In the run up to our Undergraduate Show in June, we have been interviewing final year students preparing for their exhibition. Today, Sarah Froelich, BA Painting, talks to us about her final project and her experience at Camberwell.
Can you tell us about your final project?
I am currently working on a series of paintings which I have tentatively been calling ‘Synthesizer Frustration Portraits.’ They are depictions of synthesizers and other electronic musical equipment as animate characters to be negotiated with rather than empty objects to be used. It’s a very interesting project for me, because it manages to deal with my personal experience playing live experimental music to large (and often largely confused) audiences as well as engaging with my feelings about painting as a whole, which I view as a slightly more private -yet no less harrowing- preformative action.
What was your inspiration?
I take a great deal of inspiration from the excitement and terror of live performance. Because direct experience in the moment is by its very nature transitory, I had to find some way of working around those feelings: I began looking at the proxy which allows access to the aforementioned emotions, and in the case of a musician these gatekeepers would be one’s instruments. A reviewing of David Cronenberg’s 1991 adaptation of Naked Lunch really cinched the deal for me. In the film the typewriters which William S. Burroughs must use in order to write become monstrous animate agents with very distinct agendas of their own. This obviously cause a bit of friction, and ends up producing some very creative work-arounds.
What do you have left to do between now and the end of year exhibition?
Because of the way I work, I’m never really not working on something, but right now the main focus for the rest of the year is preparing the space and making the best curatorial decisions. Sometimes the most difficult choice is what not to show, but fortunately we have a bit of time to figure out the proper combinations and omissions.
What kind of things do you need to think about in preparing for an exhibition?
At this stage, the work is done (or at least halted for a moment) and the most important thing is presenting that work in the best possible way, so that you do the greatest justice to the work itself while at the same time not overtasking or insulting the viewer. Confidence and understatement are sometimes the most challenging things for me, but in exhibition they are the most important.
What are you hoping to do once you graduate?
I’ve accepted a place at Chelsea on their MA Fine Art program, so I know where I’ll be spending most of my time for the next 12 months. I’m also playing at the Wroclaw Industrial Festival in Poland this November, but other than that, it’s all up in the air at the moment.
Why Camberwell and what will you miss about it once you’ve left?

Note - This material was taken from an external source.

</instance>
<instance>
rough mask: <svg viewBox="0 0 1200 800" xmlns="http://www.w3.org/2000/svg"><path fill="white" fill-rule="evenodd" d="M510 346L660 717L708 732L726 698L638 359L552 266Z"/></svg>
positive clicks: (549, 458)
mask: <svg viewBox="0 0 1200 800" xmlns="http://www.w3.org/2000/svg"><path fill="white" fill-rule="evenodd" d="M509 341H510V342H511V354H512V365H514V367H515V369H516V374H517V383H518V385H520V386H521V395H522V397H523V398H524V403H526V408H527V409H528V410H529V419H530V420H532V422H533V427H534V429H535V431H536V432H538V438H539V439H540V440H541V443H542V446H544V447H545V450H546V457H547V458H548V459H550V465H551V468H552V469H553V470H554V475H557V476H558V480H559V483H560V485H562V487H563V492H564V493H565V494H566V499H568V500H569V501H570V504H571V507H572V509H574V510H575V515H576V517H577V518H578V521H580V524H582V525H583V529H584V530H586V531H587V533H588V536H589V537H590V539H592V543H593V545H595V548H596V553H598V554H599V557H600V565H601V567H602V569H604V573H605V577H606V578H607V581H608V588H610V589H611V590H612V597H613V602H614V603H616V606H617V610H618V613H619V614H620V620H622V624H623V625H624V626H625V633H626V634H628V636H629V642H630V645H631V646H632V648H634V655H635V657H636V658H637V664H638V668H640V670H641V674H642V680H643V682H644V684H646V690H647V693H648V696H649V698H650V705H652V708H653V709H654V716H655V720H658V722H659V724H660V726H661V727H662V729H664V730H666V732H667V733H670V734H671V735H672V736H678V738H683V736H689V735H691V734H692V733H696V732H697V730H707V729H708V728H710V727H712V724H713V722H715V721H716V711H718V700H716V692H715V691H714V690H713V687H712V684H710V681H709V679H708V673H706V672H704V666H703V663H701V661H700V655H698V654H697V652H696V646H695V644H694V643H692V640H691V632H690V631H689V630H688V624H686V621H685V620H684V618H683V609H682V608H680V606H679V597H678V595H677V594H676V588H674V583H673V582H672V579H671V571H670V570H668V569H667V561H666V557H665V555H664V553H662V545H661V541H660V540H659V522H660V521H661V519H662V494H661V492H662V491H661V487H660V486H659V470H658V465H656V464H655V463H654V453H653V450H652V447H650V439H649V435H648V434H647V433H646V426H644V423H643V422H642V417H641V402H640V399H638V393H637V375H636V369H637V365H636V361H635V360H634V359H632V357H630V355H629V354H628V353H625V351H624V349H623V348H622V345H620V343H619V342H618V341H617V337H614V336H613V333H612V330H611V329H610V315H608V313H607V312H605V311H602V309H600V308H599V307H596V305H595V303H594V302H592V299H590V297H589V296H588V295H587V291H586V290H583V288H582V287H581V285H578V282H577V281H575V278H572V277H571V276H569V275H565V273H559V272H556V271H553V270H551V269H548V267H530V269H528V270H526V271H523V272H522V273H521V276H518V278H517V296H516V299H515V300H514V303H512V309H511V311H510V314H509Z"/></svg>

I chose Camberwell for so many reasons, but the main two have got to be the strength of its painting department as a whole, and the college’s over-all Punk Rock confidence. It has been a great three years, and I am going to miss absolutely everything, right down to forgetting my ID card and having to run back home really quickly so that I don’t miss anything. (Fortunately, I live across the street, so the whole running thing was never really that much of a problem.)
What advice would you pass on to a student about to start at Camberwell?
Make the most of it. The school provides a wealthy of talks, workshops, and events which strengthen the entire experience. You aren’t going to experience any of them if you don’t check your calender and get to the sign up sheet on time.
What pearls of wisdom from tutors or other students that you’ll take with you?
An overarching theme which keeps re-emerging in my tutorials is that it is alright if something you make in no way fufils your original intentions. If you were able to paint a picture which fully satisfied all of your desires and expectations then you wouldn’t have to paint again, you would just want to go home and take a nap, maybe watch The Voice. It is the mistakes you are fortunate enough to make on the way there which really enrich your practice.
I’ll leave you with Beckett: “Try again. Fail again. Fail better.”